We do not enforce a specific format or minimum information, but it is
preferred that the description includes at least the properties of the taxon
(observed or inferred) and the proposed circumscription (e.g., RED, AAI,
ANI, phylogenetic reconstruction, or any other methods).
- If a description is emended, the description should indicate the original
publication first (in bold), and all emendations in separate paragraphs with
the emending publication(s) clearly indicated (also in bold). All referenced
citations should be linked to the name page.
- If a name is proposed in a publication on the basis of 16S rRNA, any other
marker gene, a low-quality genome, or any other basis, the manuscript should
be linked as a citing publication, but that is not sufficient basis to be
considered the effective publication.

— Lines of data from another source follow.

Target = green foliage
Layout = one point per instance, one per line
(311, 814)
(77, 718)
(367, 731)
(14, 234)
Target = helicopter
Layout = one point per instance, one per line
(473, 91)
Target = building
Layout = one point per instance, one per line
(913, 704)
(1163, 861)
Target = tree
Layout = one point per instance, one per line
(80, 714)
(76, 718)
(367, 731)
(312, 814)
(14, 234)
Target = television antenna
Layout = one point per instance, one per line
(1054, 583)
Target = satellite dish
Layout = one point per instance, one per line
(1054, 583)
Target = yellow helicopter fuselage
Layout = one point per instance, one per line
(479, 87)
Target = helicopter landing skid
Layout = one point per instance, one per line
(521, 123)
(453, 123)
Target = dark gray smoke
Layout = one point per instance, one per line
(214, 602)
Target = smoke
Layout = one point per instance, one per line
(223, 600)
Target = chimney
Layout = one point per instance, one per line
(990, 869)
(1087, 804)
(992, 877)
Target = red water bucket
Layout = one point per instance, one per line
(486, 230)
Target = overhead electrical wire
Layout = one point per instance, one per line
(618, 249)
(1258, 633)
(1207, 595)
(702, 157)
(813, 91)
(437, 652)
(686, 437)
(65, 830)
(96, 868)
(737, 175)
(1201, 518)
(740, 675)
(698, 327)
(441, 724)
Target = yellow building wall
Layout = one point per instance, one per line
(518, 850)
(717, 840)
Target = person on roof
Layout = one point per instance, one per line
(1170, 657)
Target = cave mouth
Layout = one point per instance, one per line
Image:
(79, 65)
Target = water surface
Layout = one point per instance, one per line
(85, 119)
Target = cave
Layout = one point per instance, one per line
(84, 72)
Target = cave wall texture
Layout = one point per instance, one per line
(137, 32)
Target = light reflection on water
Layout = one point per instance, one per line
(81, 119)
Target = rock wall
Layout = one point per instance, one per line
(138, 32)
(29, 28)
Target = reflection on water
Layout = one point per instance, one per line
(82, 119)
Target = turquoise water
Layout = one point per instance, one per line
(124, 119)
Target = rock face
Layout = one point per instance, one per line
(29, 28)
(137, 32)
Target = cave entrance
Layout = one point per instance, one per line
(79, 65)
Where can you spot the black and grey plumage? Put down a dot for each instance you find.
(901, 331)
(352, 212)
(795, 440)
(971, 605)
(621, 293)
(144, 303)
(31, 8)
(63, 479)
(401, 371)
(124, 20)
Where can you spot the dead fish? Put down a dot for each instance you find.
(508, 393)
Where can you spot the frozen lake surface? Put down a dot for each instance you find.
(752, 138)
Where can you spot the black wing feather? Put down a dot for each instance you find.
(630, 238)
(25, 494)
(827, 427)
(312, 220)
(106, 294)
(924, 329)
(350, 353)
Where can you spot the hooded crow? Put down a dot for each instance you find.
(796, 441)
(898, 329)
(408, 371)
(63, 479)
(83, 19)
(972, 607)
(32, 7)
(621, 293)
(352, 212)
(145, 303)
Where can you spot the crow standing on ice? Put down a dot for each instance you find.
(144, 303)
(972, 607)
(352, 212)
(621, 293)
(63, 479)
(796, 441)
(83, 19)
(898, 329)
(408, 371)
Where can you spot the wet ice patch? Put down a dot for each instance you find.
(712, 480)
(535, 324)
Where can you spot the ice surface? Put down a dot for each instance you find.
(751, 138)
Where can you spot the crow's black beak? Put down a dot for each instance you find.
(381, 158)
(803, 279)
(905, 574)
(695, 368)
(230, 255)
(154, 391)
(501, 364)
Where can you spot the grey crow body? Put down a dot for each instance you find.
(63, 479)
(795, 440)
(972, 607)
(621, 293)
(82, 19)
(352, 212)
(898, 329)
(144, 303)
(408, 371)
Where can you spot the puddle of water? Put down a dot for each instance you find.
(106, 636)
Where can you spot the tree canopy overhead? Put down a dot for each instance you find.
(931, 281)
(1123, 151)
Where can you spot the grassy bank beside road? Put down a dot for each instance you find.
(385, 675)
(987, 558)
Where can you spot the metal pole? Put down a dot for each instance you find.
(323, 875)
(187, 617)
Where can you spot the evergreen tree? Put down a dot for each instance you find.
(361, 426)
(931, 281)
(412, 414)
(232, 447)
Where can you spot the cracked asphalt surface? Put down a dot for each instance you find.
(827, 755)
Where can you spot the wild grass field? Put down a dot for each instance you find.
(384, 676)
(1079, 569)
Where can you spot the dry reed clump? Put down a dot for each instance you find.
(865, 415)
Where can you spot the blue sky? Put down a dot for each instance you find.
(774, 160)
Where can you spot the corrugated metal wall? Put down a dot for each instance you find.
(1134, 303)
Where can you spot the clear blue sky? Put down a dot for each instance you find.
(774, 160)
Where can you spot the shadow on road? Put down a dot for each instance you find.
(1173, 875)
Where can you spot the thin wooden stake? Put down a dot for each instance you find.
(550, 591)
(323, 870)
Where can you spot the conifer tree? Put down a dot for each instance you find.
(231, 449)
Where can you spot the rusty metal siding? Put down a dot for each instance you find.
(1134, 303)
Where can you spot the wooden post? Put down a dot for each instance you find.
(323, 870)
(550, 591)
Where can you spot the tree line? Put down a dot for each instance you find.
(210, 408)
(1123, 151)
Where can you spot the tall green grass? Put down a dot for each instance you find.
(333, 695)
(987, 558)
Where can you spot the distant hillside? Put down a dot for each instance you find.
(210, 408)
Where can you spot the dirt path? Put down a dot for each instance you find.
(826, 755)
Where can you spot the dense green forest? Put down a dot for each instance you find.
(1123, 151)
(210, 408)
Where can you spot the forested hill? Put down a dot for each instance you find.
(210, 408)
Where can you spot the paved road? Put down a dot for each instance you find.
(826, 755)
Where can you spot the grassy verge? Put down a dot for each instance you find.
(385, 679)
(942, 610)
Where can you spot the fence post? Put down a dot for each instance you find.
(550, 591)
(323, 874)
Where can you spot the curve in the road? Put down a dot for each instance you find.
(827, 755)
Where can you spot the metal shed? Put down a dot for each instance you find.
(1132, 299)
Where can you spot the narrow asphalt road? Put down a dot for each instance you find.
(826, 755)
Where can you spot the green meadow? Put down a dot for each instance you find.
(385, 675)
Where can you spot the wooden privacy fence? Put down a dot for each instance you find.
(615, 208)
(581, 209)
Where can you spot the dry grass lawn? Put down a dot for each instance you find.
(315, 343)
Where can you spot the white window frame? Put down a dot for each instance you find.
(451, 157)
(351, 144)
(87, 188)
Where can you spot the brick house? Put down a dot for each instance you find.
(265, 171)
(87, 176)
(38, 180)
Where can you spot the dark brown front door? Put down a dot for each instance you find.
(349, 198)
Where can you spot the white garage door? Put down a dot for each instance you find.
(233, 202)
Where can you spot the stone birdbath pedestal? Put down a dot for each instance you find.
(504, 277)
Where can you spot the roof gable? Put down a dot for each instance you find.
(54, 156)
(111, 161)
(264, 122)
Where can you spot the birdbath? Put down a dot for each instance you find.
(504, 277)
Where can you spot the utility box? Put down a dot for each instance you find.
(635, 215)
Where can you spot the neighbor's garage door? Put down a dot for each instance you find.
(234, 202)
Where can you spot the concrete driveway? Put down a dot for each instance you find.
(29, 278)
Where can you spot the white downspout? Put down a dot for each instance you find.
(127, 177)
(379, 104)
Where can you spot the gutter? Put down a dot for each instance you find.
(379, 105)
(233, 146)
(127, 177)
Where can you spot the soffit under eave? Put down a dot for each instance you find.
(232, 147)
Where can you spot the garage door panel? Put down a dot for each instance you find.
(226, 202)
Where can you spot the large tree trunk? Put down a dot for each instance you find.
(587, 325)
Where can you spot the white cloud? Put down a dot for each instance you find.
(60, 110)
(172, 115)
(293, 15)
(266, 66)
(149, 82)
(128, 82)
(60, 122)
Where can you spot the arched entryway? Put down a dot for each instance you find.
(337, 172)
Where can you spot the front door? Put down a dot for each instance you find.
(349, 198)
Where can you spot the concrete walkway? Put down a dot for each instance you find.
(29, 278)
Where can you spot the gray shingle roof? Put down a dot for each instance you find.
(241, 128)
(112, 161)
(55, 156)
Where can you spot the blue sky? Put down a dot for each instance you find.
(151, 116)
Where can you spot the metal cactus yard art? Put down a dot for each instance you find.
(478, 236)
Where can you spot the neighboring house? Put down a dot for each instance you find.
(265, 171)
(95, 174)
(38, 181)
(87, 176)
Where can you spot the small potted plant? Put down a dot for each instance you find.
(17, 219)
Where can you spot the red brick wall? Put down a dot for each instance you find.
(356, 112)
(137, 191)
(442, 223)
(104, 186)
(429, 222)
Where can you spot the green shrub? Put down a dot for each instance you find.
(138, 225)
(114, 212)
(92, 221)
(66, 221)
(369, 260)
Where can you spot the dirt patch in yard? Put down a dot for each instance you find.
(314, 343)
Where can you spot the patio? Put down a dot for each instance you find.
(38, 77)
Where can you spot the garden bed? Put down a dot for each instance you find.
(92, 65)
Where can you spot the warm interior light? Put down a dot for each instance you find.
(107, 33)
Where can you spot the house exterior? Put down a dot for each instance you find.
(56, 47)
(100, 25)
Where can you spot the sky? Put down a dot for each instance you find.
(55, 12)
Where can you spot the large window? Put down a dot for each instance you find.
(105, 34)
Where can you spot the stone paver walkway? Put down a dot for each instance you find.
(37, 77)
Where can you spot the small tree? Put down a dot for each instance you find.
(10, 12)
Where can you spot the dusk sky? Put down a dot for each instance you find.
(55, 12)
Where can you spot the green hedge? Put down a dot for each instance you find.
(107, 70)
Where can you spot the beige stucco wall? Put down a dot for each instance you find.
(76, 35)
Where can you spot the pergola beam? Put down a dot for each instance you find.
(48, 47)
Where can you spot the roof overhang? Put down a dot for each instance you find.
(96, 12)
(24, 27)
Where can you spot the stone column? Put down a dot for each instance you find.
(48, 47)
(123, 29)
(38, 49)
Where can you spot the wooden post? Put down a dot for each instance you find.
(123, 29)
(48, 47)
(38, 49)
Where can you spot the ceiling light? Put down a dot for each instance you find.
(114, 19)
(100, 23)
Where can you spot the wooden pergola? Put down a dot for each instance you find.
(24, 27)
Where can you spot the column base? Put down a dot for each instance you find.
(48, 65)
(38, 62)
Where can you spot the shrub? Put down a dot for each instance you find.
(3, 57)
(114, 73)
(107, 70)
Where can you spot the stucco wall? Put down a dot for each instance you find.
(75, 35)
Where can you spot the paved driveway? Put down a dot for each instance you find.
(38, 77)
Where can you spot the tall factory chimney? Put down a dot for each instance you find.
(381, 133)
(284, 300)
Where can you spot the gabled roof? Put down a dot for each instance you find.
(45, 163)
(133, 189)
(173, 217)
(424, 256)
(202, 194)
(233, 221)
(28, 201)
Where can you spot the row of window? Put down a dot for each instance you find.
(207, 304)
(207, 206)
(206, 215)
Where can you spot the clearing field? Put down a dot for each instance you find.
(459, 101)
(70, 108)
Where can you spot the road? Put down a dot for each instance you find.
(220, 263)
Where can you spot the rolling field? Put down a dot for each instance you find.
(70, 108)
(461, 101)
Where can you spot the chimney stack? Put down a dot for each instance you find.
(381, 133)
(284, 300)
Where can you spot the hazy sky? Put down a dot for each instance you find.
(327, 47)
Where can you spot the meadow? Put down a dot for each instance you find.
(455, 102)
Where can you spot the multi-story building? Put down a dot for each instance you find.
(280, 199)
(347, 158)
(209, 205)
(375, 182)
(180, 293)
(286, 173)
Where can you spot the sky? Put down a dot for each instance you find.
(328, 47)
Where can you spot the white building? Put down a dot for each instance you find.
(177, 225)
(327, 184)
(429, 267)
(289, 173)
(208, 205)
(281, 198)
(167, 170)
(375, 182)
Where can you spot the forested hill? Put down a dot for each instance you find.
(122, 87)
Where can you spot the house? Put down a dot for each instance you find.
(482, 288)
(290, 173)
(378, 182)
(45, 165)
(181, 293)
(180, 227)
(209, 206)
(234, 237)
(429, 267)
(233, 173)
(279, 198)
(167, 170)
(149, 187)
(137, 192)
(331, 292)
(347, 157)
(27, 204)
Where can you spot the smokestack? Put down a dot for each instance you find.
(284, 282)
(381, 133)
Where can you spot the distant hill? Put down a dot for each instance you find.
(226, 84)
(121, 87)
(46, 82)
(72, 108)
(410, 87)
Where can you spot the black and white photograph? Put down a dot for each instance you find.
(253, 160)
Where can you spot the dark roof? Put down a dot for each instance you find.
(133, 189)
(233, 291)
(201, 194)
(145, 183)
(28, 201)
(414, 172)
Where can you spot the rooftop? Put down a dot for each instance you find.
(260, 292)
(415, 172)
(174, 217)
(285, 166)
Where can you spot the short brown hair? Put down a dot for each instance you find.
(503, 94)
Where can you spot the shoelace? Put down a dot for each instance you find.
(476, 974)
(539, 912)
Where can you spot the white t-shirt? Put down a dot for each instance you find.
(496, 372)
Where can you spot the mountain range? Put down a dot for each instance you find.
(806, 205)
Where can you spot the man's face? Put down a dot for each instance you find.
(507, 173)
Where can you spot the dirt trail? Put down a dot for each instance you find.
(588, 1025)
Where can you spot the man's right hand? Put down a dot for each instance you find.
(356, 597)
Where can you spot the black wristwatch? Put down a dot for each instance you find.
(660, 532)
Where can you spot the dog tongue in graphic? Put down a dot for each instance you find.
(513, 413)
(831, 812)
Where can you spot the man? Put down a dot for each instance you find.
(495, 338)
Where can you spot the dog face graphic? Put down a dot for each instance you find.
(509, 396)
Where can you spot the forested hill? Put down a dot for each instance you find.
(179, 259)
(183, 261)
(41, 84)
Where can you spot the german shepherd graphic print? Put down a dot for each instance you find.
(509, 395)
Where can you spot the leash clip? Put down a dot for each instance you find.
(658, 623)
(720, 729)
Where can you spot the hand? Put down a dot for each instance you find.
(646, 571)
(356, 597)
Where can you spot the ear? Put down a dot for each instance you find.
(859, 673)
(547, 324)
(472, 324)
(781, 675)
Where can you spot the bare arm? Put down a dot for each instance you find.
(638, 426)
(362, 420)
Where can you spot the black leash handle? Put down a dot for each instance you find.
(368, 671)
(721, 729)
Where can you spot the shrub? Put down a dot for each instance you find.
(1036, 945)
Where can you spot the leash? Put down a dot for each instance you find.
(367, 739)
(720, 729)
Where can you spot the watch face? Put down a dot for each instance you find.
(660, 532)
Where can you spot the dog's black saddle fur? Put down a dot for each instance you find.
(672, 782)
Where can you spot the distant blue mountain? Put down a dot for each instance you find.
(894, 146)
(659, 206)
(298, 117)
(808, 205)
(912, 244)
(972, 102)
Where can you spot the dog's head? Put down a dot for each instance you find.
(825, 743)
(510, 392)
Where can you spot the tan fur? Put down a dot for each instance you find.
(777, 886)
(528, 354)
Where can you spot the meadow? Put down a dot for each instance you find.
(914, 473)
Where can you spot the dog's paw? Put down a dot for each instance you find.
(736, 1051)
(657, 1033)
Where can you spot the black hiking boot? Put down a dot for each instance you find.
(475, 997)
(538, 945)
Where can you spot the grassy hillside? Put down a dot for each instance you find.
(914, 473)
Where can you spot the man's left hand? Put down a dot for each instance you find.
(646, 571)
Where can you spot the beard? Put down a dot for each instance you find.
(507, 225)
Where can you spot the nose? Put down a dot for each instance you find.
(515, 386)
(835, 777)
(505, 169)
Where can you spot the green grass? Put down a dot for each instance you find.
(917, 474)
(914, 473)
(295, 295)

If the type material (a genome
sequence) is determined in a subsequent (different) publication, the latter
should be considered the effective publication.
- If the spelling of a name is corrected in a subsequent a publication, the
publication should be identified as a corrigendum (not as effective
publication). Similarly, if the description of a taxon is modified by a
publication, the publication should be identified as emedavit (not as
effective publication). The exception to this rule is in cases in which the
emendation consists of establishing a new type and the name was not
previously considered as validly published (see issue 3 above).